Are we winning yet? No, actually we’re failing Connecticut’s children.
Oct 17
Bridgeport, Connecticut State Government, Hartford, Malloy, New Haven, Poverty, State Budget 37 Comments
You want a campaign issue for the 2012 election? Here is one…
A recent report by Connecticut Voices for Child, the state’s premier research and child advocacy organization, revealed that the number of Connecticut residents living below the Federal Poverty Level has increased from 10.1 percent in 2010 to 10.9 percent in 2011.
Connecticut is the wealthiest state in the country. If we were our own country, we would be one of the wealthiest countries in the world. Yet about 375,000 Connecticut residents, more than 1 in 10 live in abject poverty.
The extent of poverty is even greater among Connecticut’s children, and the situation is getting worse at a faster pace.
As of 2011, 118,809 Connecticut children, under the age of 18, lived in households with incomes below the Federal Poverty Level. That is a breathtaking 14.9 percent of all children.
And we aren’t talking about people who simply don’t have that much money. We are talking about children and families that are among the poorest in the entire nation. The Federal Poverty Level for a two-parent household, with two children, is $22,811 a year.
The most shocking fact of all is that the rate of poverty in Connecticut is getting significantly worse.
A decade ago, in 2001, 7.3 percent of Connecticut’s residents lived below the poverty line. That was about 242,000 people. Ten years later, in 2011, the number of residents living in poverty has increased to almost 378,000. That means the poverty rate in Connecticut has jumped from 7.9 percent to 10.9 percent.
The numbers are even more disturbing and disgusting when it comes to what has happened to our state’s children. In 2001, about 82,000 or 10.2 percent of Connecticut’s children lived in households below the poverty line.
In 2011, that number had increased to almost 119,000, a stunning 14.9 percent of all children.
The number of children living in poverty in some of Connecticut’s cities rival that of some developing nations;
In Hartford, 47.9 percent of the children now grow up in households trying to make it on an income that places them below the federal poverty level.
In New Haven the child poverty rate is 41.4%, Bridgeport (39.9%), New Britain (35.7%), and Waterbury (34.5%). Danbury (17.9%) and Stamford (17.5%)
In 2004, the Connecticut General Assembly, and Connecticut’s Governor, created the Connecticut Child Poverty Council.

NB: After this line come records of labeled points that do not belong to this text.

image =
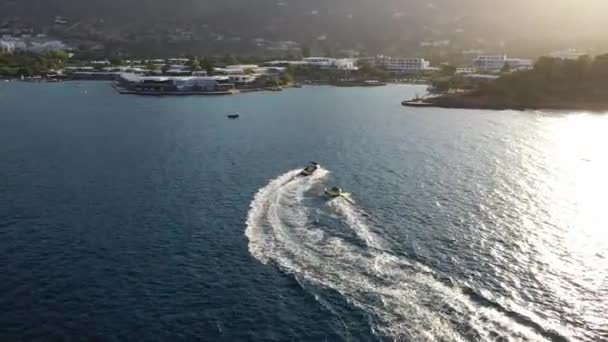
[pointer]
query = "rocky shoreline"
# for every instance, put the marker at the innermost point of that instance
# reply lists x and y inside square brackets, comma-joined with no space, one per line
[467,101]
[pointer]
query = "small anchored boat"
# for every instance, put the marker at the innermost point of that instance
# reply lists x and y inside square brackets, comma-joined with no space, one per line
[334,192]
[310,169]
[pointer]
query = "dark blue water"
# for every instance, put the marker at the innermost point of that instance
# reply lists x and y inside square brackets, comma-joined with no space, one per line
[131,218]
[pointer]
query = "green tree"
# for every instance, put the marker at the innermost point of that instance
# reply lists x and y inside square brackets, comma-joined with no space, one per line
[116,61]
[447,70]
[207,65]
[194,64]
[286,79]
[305,51]
[229,60]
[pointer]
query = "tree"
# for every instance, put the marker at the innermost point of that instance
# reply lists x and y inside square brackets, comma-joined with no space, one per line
[194,64]
[305,51]
[448,70]
[229,60]
[115,61]
[286,79]
[207,65]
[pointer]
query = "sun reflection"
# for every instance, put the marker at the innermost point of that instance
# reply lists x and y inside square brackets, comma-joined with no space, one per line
[572,242]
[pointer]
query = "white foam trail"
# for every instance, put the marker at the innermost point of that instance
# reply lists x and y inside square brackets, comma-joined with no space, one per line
[403,300]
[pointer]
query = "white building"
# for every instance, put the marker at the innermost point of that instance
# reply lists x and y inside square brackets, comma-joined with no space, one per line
[400,64]
[519,63]
[466,70]
[497,62]
[10,44]
[490,62]
[176,83]
[242,79]
[322,62]
[567,54]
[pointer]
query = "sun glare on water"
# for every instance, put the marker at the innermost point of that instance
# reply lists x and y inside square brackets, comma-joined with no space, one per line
[573,243]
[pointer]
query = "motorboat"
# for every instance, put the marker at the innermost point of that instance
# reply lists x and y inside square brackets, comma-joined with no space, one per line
[310,169]
[334,192]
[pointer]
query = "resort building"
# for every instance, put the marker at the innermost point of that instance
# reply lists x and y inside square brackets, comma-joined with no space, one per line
[497,62]
[466,70]
[176,83]
[572,54]
[490,62]
[399,64]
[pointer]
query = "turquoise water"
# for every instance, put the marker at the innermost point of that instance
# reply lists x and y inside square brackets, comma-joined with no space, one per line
[156,218]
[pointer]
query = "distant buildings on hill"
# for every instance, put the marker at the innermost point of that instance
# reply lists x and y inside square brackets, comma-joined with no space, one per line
[399,65]
[492,63]
[37,44]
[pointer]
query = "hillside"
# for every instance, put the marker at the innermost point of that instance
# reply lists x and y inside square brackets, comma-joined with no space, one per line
[391,26]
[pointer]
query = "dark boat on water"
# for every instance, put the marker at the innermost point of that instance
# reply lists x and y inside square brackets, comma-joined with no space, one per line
[417,102]
[310,169]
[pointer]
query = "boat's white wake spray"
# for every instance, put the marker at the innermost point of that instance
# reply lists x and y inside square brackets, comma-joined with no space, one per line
[403,300]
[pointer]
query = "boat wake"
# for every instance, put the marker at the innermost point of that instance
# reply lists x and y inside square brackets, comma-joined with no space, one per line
[403,300]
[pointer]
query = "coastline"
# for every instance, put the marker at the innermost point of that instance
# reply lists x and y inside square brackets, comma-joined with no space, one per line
[487,103]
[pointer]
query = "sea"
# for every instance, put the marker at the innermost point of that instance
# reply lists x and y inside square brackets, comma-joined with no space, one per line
[129,218]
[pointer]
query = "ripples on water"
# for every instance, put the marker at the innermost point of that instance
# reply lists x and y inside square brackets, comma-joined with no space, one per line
[127,214]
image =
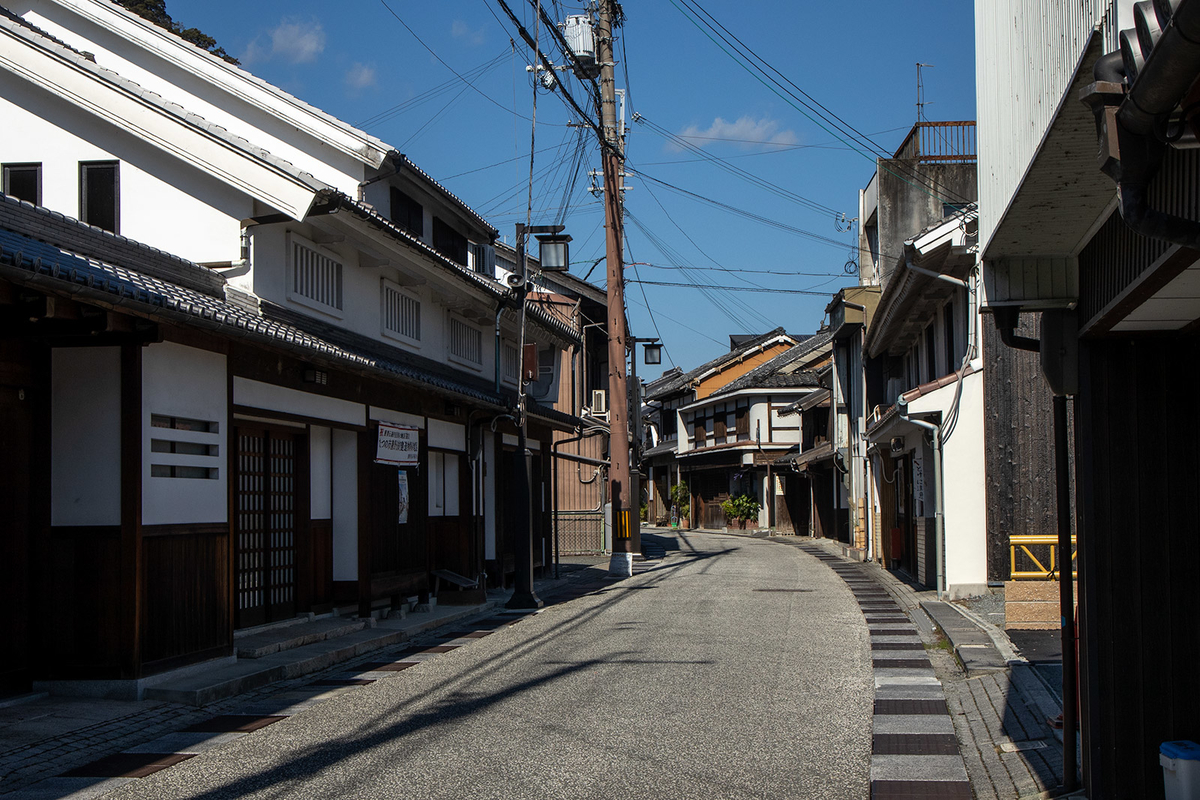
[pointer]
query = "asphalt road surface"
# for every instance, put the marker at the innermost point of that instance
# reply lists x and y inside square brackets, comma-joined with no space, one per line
[737,668]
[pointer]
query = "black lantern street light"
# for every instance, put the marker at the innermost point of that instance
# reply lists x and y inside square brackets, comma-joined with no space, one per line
[653,353]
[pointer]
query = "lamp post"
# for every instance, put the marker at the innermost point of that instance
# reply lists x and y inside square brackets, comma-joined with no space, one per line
[553,247]
[653,352]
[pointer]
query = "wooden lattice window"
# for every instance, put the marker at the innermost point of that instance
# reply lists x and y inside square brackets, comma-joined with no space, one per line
[316,277]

Our state became the first state in the nation to set a goal of reducing poverty in half by 2014.
At the time, with just over 10 of Connecticut’s children living in poverty, the state pledged to reduce the child poverty rate to 5% by 2014.
However instead of cutting that rate in half, as of now, we have seen an increase of over 50 percent.
Next time you hear an elected official or a candidate talk about their record of accomplishments or their plan for the future, ask them explain how they rationalize the fact that child poverty is skyrocketing in our state and demand that they explain, in detail, what they will actually do to save Connecticut’s poorest and most vulnerable children.